A couple of weeks ago I showed you this boat under sail. It is a replica of one of the long boats that Captain George Vancouver’s crew used in the 1790s to explore our region. I saw it again, moored in Port Townsend, when I returned last week to look at the ancient anchor that may have come from this expedition. This is a more placid view of the boat which is used for Marine Education at the Northwest Maritime Center.
It’s quite a lovely boat with a very sweet stern.
Here’s a lesson in oars from DH, who pointed out these details to me: The big square part of the oars shown here is called the “loom.” It’s notable for its square form which is functional as a counter weight, making it easier to lift the blade of the oar out of the water during rowing. (Typical oars these days are more slender and tapered.) The leather on the oar relieves wear on it where it rides in the tholes, the slots you see above the sides (gunn’ls) of the boat. The tholes here are notable as this was the way oars were applied before the typical oar locks you see today. There. Now go out and impress someone with your extensive knowledge of oars!
I originally posted a photo of Dorjun, a beautiful boat built in 1905 here. I wasn’t totally happy with the shot because I wasn’t able to do her justice. But I found her in the water in Port Townsend a couple of weeks ago and couldn’t resist trying again.
After her service with the U.S. Livesaving Service, Dorjun was sailed through the Strait of Magellan.
She’s 26 feet long and has been beautifully restored.
Boat lovers like to see a boat out of water, all the better to see what’s under the waterline. But I rather like seeing this beautiful boat launched and ready for another adventure.

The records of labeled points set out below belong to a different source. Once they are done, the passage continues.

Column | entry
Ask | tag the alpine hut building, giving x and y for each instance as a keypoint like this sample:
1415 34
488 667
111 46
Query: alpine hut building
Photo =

We camped at Fort Flagler State Park early this month, our second trip there. It’s fast becoming a favorite place. Fort Flagler was originally a military installation tasked with protecting entry into Puget Sound. Like many such sites, the setting is spectacular and now permits public use in a gorgeous area boasting great natural appeal. But the human history, the remains of the old bunkers, is haunting and stark. I rarely see shots in black and white, but Battery Downes at the Fort was an exception.

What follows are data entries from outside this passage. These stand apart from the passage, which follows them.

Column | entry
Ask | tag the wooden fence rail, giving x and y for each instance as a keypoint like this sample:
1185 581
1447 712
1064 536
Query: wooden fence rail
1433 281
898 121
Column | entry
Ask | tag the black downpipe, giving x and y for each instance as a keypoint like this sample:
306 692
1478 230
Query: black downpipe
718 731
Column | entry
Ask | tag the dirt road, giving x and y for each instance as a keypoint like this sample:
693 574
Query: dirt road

I’ve been to abandoned ghost towns, Native American ruins, other decommissioned bases, and places left behind. As stark as this place is, it somehow has a greater human presence than I’ve felt at other similar spots. I’m not sure why.

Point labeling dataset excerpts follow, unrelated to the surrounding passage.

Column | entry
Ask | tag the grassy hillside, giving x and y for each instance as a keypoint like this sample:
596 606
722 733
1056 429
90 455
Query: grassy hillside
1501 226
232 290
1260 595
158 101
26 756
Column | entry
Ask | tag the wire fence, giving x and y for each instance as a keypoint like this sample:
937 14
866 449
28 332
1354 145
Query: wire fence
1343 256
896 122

We went to Fort Flagler State Park last week. This scene on Marrowstone Island greeted us. Taken in the tiny town of Nordland, the view is of Mystery Bay.
I’m not one to look a gift horse in the mouth but I admit this little picnic spot didn’t inspire me to pull out the tablecloth and food basket. The irony is that the beyond the berm behind this table is a beautiful bluff and gorgeous water views.
I freely admit that I’ve taken a different direction in interpreting today’s City Daily Photo theme. “Zest” is often taken to mean hearty enjoyment, relish, or fervor. But, you see, there was a giant lemon sitting at the Inner Harbour in Victoria, B.C. last week. It was conceivably covered with zest, the piquant flavor which shares the same noun. And one cannot turn one’s back on expanding one’s view of things. That, too, can be, well, zestful.
Click here to see how others have interpreted today’s theme. I hope you heartily enjoy them.
Viking ships, shown in yesterday’s post, enabled great mobility for Viking warriors. Fierce and well-armed, they became so feared that eventually all they generally had to do was show up. Those they invaded had two choices: pay up or fight. Plunder became extravagant as the countries they invaded paid the Viking pipers. The Viking exhibit at the Royal B.C. Museum in Victoria shows both sides of the extortion equation: the weaponry and the booty. Gold and silver, of course, were prized. And so was glass, which was very rare in the Viking era. A replica sword in a plastic case is accessible to grasp and hold for weight and balance. Though the swords I’ve photographed look crude, the originals held a justifiably fearsome place in history.